It is not just what you eat but when you eat that counts
With Christmas just around the corner, many people will be enjoying the festive season by overindulging in food, alcohol and constant partying. Despite the annual desire to enact our New Year’s resolutions, many people slap on the inevitable extra kilos during this period.
There is no doubt that calorie dense, nutrient poor food is in abundance over the holiday break and there is also no doubt that this type of fare is partly responsible for the aforementioned weight gain. Although I believe it is vitally important that we see the holiday break as a time to recharge the batteries, we do often regret the weight gain, the hangovers and then we return to work not feeling particularly refreshed or rejuvenated.
Interesting new research from the Salk Institute in California published recently in the Journal, Cell Metabolism has examined the benefits of time restricted eating. Basically, the suggestion is to eat only between the hours of 8 AM to 6 PM. Just as sleep is vitally important to rest and rejuvenate our bodies, it is also important to give our gastrointestinal tract rest for exactly the same purpose. Unfortunately, in the western world, there is an abundance of shiftwork, people consuming the evening meal quite late because of a heavy work schedule and arriving home well after 7 PM, along with people who indulge in midnight snacks or nibbling away at processed foods whilst watching television. Also, the high processed carbohydrate cereals consumed in the morning contribute to this entire issue.
It is vitally important to realise that every organ in the body works on a biologic clock and needs to have important down time for the 3 Rs of body rhythm-repair, reset and regain. The study took 19 people and asked them to do all their eating during a 10 hour window for 12 weeks. The participants chose their own time window with minimal variation throughout the period. Interestingly, all the patients in the study had metabolic syndrome. The metabolic syndrome is the clinical manifestation of the insulin resistance gene which occurs in 30% of Caucasians, 50% of Asians and close to 100% people with dark or olive skin. This syndrome is manifested by tendency to, or frank, diabetes, hypertension, lipid abnormalities characterised by high triglyceride and low HDL and abdominal obesity (for males greater than 95 cm around the waist and for females greater than 80 cm-sorry ladies, I do not make the rules). Metabolic syndrome is associated with various forms of cardiovascular disease, gout, fatty liver and a higher rate of cancer.
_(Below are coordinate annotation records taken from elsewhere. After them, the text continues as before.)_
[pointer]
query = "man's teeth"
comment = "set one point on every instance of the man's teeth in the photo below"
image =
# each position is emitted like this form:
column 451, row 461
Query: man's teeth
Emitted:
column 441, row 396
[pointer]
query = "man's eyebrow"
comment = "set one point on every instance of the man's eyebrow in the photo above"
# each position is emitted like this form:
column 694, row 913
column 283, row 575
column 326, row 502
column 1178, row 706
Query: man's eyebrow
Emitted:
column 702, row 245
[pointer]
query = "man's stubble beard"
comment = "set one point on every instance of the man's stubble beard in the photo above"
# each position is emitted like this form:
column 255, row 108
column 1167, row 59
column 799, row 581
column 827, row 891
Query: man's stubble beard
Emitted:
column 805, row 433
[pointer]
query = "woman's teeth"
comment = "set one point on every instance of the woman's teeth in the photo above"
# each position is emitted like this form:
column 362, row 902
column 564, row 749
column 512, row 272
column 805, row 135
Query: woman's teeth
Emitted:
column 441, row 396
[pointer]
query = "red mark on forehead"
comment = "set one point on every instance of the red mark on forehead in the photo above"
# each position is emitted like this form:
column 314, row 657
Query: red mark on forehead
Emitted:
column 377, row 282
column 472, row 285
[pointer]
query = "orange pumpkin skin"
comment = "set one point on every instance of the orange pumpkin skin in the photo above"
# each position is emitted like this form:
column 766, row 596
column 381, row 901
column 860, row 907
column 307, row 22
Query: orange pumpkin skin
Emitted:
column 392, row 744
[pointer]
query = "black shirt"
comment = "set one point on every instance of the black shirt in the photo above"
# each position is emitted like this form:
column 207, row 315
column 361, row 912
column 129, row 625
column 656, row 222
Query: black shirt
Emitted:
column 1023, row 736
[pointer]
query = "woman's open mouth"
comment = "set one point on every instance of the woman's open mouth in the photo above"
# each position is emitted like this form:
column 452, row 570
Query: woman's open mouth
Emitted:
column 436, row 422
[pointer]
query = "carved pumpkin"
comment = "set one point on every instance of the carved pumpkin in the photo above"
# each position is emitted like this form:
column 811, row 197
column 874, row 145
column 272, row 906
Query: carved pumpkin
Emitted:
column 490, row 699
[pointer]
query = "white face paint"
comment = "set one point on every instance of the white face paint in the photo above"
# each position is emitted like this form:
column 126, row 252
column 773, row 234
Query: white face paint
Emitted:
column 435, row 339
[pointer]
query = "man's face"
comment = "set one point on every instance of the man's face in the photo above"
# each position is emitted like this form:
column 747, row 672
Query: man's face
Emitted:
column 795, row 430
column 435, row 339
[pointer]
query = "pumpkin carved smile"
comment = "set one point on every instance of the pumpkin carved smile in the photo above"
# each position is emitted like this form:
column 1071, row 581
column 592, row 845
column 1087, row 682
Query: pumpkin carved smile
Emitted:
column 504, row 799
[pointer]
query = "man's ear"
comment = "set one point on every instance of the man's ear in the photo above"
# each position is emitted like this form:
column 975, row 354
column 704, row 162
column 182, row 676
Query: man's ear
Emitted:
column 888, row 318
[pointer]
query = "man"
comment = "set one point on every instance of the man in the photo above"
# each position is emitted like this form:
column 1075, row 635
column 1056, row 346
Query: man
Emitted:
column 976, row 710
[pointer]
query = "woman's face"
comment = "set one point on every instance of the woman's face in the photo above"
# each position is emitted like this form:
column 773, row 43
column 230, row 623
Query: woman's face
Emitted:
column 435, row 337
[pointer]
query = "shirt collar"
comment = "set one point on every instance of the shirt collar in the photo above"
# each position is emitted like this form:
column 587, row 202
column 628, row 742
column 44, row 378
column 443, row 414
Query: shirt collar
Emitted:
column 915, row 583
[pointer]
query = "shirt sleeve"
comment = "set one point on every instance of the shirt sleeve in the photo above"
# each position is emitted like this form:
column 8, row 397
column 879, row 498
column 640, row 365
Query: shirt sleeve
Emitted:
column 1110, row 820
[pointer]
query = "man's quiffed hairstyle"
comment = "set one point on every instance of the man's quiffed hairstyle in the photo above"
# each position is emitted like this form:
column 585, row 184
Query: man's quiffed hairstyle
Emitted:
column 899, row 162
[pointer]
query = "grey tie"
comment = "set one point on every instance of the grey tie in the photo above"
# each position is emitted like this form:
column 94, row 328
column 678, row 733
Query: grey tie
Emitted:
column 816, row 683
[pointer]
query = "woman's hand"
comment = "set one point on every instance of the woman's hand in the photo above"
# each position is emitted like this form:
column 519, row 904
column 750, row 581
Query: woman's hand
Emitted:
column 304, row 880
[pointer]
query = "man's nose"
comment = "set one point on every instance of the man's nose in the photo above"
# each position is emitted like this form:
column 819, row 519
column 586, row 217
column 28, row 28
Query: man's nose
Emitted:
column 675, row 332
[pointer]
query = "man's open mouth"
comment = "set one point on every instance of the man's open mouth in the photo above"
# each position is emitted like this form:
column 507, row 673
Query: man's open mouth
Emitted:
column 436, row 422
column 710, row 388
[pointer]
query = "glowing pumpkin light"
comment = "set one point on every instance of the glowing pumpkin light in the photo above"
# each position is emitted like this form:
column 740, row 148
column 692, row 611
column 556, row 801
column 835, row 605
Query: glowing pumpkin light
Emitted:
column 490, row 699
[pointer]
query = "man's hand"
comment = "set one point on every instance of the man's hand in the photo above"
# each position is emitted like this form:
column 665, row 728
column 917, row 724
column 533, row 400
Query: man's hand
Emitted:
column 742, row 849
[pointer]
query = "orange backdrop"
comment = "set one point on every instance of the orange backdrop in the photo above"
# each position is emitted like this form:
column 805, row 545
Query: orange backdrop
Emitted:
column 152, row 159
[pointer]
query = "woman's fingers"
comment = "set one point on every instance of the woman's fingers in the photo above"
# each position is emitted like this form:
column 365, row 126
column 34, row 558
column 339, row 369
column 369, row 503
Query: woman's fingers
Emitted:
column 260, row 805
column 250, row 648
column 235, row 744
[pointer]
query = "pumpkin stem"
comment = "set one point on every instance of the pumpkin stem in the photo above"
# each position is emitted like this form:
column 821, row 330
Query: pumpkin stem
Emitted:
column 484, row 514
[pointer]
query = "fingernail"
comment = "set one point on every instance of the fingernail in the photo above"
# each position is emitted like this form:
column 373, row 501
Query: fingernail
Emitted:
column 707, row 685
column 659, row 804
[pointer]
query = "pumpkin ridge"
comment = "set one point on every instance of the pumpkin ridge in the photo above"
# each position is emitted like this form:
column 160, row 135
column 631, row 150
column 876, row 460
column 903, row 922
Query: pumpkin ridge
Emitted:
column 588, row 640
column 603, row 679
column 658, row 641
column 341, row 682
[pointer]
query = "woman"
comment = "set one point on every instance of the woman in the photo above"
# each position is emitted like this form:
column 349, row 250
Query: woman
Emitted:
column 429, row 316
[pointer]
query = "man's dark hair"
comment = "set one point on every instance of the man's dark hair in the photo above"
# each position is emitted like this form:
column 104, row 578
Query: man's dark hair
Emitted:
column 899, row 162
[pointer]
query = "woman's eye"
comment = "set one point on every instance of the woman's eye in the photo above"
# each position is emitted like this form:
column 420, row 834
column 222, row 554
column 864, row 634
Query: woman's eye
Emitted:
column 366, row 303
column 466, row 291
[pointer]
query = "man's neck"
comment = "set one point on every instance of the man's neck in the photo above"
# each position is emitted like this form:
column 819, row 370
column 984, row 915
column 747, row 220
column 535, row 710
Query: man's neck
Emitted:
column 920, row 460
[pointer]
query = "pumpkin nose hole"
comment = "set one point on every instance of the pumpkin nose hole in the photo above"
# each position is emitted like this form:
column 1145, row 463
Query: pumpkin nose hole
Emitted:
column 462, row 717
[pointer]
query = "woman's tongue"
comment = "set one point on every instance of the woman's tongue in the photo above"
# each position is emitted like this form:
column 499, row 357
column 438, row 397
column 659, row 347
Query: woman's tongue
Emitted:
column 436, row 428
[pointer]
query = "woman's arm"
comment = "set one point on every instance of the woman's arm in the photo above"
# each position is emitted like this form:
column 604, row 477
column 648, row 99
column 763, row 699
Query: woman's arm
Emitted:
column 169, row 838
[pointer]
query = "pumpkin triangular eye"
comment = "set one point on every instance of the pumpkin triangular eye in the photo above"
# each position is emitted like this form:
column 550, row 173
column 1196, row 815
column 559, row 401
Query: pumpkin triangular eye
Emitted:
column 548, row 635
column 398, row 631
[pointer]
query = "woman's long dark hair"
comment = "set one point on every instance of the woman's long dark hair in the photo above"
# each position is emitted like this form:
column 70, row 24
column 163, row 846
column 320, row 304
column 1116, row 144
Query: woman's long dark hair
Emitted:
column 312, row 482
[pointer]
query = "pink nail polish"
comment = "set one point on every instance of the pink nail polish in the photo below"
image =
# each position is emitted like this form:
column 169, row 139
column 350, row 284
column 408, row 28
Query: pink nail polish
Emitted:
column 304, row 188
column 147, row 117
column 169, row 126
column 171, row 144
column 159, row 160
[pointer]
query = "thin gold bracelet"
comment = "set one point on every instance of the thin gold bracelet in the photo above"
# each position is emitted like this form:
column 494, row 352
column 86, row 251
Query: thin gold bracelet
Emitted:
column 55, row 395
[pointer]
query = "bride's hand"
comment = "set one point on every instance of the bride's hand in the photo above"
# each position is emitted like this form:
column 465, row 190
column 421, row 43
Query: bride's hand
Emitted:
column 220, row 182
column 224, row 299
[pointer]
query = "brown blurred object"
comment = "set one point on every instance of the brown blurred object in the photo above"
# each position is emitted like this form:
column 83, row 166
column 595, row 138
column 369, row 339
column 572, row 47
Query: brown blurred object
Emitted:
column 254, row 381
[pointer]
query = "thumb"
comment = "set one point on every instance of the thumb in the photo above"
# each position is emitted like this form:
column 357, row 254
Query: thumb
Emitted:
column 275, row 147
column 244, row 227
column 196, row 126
Just by eating in a 10 hour window for 12 weeks the participants reduced their caloric intake by 9%, lost 3% of their body weight and had much better sleep. They also reduced abdominal fat by 3%. There was also a reduction in blood pressure, cholesterol, blood sugar level and the 3 month sugar control-haemoglobin A1c. This also occurred with no change in physical activity.
So, rather than burning the candle at both ends over the Christmas break, see this as an opportunity to change your habits, giving those vital organs rest. It appears that a 10 hour eating window is the sweet spot.